Já aconteceu, de parte de Israel, já houve ataques. É possibilidade presente, especialmente depois que conseguimos golpear os grupos terroristas em muitas zonas da Síria. Então outros países, que você citou encomendaram ataques a Israel, contra a Síria, para elevar a moral dos grupos terroristas. Nós supomos que, em algum momento, se produzirá algum tipo de tentativa de intervenção, mesmo que seja limitada.

O senhor disse que controlam a situação, mas enquanto falamos ouvem-se estrondos de artilharia na periferia da cidade.

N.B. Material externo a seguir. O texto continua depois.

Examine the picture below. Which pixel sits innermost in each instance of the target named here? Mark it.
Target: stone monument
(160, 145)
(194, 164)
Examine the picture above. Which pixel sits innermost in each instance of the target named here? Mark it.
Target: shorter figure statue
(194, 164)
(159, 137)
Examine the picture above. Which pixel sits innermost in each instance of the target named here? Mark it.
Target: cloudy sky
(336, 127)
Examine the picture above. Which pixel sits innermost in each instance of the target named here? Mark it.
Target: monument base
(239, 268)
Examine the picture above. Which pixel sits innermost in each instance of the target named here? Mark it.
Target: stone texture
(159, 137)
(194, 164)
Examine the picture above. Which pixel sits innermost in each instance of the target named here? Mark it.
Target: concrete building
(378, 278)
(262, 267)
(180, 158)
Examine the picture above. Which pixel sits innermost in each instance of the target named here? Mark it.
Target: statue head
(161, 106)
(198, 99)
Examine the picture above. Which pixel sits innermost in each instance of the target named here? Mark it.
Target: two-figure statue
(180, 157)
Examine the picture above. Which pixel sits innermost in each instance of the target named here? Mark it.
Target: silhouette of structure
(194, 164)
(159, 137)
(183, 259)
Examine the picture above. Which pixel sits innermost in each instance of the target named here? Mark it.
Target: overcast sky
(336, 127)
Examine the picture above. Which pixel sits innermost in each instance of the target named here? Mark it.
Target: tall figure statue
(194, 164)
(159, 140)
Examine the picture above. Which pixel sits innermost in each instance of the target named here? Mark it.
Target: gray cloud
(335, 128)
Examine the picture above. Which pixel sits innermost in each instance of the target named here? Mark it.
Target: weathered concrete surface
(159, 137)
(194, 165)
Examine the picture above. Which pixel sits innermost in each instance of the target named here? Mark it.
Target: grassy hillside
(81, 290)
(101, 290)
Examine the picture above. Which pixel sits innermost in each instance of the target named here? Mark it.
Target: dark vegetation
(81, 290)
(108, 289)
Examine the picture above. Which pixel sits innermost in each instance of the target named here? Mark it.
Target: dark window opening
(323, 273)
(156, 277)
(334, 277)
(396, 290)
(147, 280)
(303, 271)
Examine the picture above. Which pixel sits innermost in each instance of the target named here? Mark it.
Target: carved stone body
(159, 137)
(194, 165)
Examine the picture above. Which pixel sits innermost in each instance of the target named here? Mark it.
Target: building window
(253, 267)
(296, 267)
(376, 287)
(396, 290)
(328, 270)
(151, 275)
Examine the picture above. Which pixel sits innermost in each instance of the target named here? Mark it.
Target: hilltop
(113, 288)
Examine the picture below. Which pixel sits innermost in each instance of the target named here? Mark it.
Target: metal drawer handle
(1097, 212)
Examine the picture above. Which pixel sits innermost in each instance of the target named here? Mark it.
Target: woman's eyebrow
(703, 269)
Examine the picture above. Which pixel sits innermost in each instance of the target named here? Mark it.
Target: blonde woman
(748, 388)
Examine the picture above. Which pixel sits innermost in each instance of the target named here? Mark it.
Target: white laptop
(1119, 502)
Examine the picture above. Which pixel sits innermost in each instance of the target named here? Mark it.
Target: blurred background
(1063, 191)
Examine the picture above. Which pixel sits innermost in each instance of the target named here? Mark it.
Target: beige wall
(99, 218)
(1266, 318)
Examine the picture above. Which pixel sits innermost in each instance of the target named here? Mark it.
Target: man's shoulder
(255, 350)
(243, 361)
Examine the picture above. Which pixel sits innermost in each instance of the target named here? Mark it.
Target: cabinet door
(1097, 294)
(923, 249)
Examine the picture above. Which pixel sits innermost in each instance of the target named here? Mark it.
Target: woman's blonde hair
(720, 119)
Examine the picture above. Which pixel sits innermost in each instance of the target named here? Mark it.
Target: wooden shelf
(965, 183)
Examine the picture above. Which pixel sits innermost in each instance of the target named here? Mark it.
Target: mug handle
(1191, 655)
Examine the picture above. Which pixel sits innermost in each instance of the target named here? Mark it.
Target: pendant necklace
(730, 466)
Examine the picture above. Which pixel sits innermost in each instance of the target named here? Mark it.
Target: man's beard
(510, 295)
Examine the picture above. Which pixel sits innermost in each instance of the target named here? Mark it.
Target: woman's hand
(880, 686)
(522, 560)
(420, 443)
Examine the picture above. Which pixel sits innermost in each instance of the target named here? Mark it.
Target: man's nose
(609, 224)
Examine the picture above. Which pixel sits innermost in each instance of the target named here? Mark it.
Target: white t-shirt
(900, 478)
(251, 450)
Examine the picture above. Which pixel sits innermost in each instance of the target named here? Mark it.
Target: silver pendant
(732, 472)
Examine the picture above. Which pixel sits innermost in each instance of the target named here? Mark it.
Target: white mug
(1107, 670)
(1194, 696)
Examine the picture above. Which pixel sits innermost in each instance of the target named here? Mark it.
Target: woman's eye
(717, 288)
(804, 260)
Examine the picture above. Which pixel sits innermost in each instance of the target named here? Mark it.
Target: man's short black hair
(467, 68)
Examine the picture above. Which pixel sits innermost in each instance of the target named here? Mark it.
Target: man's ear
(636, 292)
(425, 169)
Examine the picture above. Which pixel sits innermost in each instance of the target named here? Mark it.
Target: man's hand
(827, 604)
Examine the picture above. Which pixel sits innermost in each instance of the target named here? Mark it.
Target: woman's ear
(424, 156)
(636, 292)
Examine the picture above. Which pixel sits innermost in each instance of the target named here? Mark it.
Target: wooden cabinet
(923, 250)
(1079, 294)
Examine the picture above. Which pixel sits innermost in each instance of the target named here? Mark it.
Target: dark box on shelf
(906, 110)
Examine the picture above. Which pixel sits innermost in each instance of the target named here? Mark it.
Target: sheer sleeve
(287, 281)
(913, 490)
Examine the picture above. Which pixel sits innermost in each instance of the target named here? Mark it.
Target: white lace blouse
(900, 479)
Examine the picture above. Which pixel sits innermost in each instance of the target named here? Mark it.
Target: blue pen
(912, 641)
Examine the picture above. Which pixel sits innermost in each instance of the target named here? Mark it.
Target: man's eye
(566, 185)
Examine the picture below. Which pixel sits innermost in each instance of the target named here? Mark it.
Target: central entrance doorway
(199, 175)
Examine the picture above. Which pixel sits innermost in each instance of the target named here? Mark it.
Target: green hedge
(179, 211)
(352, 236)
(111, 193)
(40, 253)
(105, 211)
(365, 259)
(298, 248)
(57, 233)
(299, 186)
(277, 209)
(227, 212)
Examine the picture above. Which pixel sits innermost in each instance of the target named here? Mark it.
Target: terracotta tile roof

Eu não disse que controlamos a situação, porque a palavra “controlar” ou “não controlar” não se usa quando se está em guerra com exército estrangeiro. A situação é totalmente diferente. Os terroristas entram em zonas dispersas e fogem de um ponto para outro. Há vastas zonas nas quais se movimentam e nenhum exército do mundo conseguiria estar em todos os pontos.

O senhor realmente acredita que os EUA cooperam com Catar ou Arábia Saudita, para pôr no poder na Síria um regime ultra islâmico wahabista?
O ocidente não se preocupa com governos, sejam quais forem, desde que lhes sejam leais. Querem aqui um governo servil que faça o que eles mandem, seja que governo for. Mas o que se vê no Afeganistão comprova que nem sempre dá certo. Esses países apoiaram os Talibã e pagaram por isso um preço altíssimo. O perigo de tudo isso é que os estados wahabitas querem difundir o pensamento extremista. Na Síria temos um Islã moderado e resistiremos contra o projeto de destruir a Síria, por todos os meios.

Nas eleições presidenciais de 2014 haverá observadores internacionais e a imprensa terá livre acesso para cobrir o evento?

Para ser sincero, não sei. O tema dos observadores internacionais ainda terá de ser decidido, porque parte da população síria não tolera a ideia de monitoramento, que não se faz em outros países do mundo, e implica uma questão de soberania nacional. E não confiamos no ocidente para essa tarefa. Se aceitarmos a presença de observadores, serão de países amigos, como Rússia ou China, por exemplo.

China?
… [por que não?!]

Na entrevista que o senhor concedeu ao Clarín em Buenos Aires, o senhor disse com firmeza que rechaçava a ideia de negar o Holocausto. Ainda mantém essa posição?
Perdoe-me, mas por que falar de Holocausto e não falar do que acontece na Palestina? Ou do 1,5 milhão de iraquianos assassinados? O Holocausto é tema histórico, que exige visão ampla e não pode ser usado como assunto político. Não sou historiador para determinar a verdade desse tema. As questões históricas variam conforme quem escreva a história. Por isso a história às vezes é falseada.

Desculpe, mas há alguma autocrítica que o senhor se faça a si mesmo?

Não há sentido algum em autocríticas antes de as coisas estarem feitas, com sucesso ou sem. Se se assiste a um filme, é tolice criticar antes da última cena. Quando o quadro estiver completo, então saberei o que criticar e o que não criticar.

Finalmente, o senhor tem alguma informação sobre o paradeiro dos jornalistas James Foley, norte-americano desaparecido aqui há seis meses, e do italiano Domenico Quirico, do italiano La Stampa, perdido há cerca de um mês aproximadamente? 
Alguns jornalistas entraram ilegalmente na Síria, pelas áreas onde os terroristas estão ativos. Houve casos em que nossos soldados conseguiram libertar alguns jornalistas que haviam sido sequestrados por terroristas. Seja como for, sempre que temos informação sobre jornalistas, mesmo que tenham entrado clandestinamente em território sírio, nós transmitimos a informação ao país dele. Até o presente, não há qualquer informação sobre os dois jornalistas que o senhor citou.